Categories: Business
| On 5 years ago

SA economy grows unexpectedly in Quarter 2

By Citizen Reporter

In its quarterly presentation on GDP in South Africa, Stats SA revealed that the mining industry has primarily driven some unexpected growth of 3.1% in the economy, which has been the strongest growth in three years.

Nominal GDP in the second quarter of 2019 was estimated at R1.26 trillion, higher than the R1.20 trillion recorded in the first quarter of 2019. 

Finance and real estate are growing.

Africa’s second-biggest economy bounced back from its largest quarterly drop in a decade when it contracted 3.1 percent in the first three months of 2019.

Stats SA said the recovery was mainly driven by the mining industry, which grew 14.4 percent — the biggest increase since 2016.

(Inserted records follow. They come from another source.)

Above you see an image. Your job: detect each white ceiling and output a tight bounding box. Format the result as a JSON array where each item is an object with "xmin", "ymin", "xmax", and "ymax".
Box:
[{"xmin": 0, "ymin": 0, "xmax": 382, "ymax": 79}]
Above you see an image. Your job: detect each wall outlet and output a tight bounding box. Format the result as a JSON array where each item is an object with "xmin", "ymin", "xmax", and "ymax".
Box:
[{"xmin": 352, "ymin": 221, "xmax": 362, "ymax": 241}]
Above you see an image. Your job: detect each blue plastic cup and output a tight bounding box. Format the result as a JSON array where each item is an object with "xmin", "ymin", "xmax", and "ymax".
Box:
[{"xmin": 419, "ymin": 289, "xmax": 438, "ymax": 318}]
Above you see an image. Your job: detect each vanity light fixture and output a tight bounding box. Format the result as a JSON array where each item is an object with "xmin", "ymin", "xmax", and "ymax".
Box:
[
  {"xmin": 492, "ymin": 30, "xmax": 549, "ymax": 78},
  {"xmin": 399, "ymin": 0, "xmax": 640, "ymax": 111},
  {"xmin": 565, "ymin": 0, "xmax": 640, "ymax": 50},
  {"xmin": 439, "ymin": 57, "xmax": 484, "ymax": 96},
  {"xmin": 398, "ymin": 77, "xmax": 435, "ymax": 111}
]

The secondary sector was boosted by manufacturing while growth in the tertiary sector was driven by financial, real estate and business services — South Africa’s single largest industry.

The results are expected to ease pressure on President Cyril Ramaphosa who took office in 2018 on a promise to revive the economy by attracting foreign investment and cracking down on corruption.

But Africa’s most developed economy has been gripped by low growth, mass layoffs and rolling blackouts caused by heavily indebted power company Eskom, which generates around 95 percent of the country’s electricity.

Unemployment rose to a record 29 percent this year, with youth joblessness above 50 percent.

Both the agricultural and construction sectors — which respectively employ around 5.0 and 3.0 percent of the population — were in recession, said Stats SA.

Growth in the mining sector — fuelled by coal, manganese and iron ore — sits at odds with South Africa’s pledge to peak greenhouse gas emission between 2020 and 2025, which would require a significant reduction in coal-powered stations.

“South Africa has to work on correlating better GDP figures with unemployment and poverty alleviation,” tweeted political economy analyst Daniel Silke.

“Growth therefore needs sustained annual increases of at least 3.0 percent rather than just one quarter of recovery from a very low base.”

South Africa’s central bank forecasts economic growth of 1.8 percent in 2020 and 2.0 percent in 2021. The 2020 figure was cut to 1.5 percent by the International Monetary Fund earlier this year, hindering Ramaphosa’s bid to attract investors.